The statement added that the acquisition will add significantly sustainable value to UBS shareholders and strengthen the bank's position as a global asset manager.
Pointing out that the acquisition negotiations were initiated by the Swiss Ministry of Finance, the Swiss Financial Markets Regulatory Board (FINMA) and the Swiss Central Bank (SNB), the statement noted that the acquisition was supported by Swiss official institutions.
The statement said that Credit Suisse shareholders will receive 1 UBS share for every 22.48 shares they own, which is 0.76 Swiss francs per share, and the total purchase price will be 3 billion Swiss francs.
The SNB's statement on the matter said that a significant amount of liquidity assistance will be provided to support UBS's acquisition of Credit Suisse.
With the acquisition of Credit Suisse by UBS, financial stability will be secured and the Swiss economy will be protected, the statement said, ıt was stated that both banks have unlimited access to the SNB's facilities and can obtain liquidity from it.

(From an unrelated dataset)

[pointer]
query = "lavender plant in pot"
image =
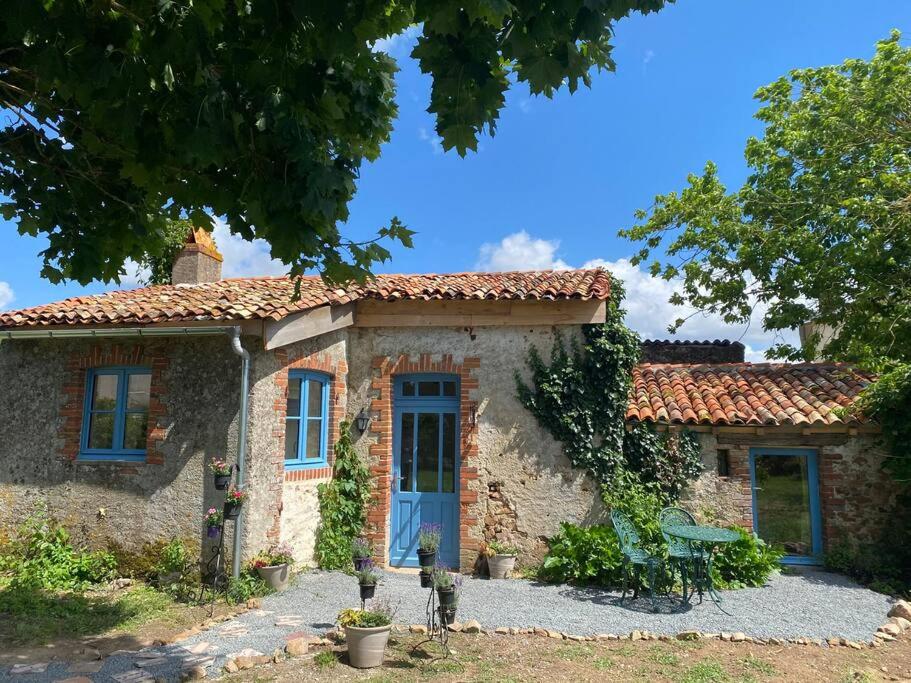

The statement pointed out that depending on the Federal Council's Emergency Regulation, Credit Suisse and UBS could receive liquidity assistance loans up to a total of 100 billion Swiss francs, adding that providing a significant amount of liquidity would ensure that both banks had access to the necessary financing, which would contribute to the stability of the financial system.
This week, after the banking crisis in the United States, there was a Credit Suisse panic in Europe.
When the Saudi National Bank, the largest shareholder of the 167-year-old Credit Suisse, Switzerland's second-largest bank, announced that it would not raise capital, the bank's stock price fell rapidly and selling pressure spread throughout the market.
Credit Suisse's announcement that it would borrow 50 billion Swiss francs ($54 billion) from the SNB did not alleviate the panic in the market.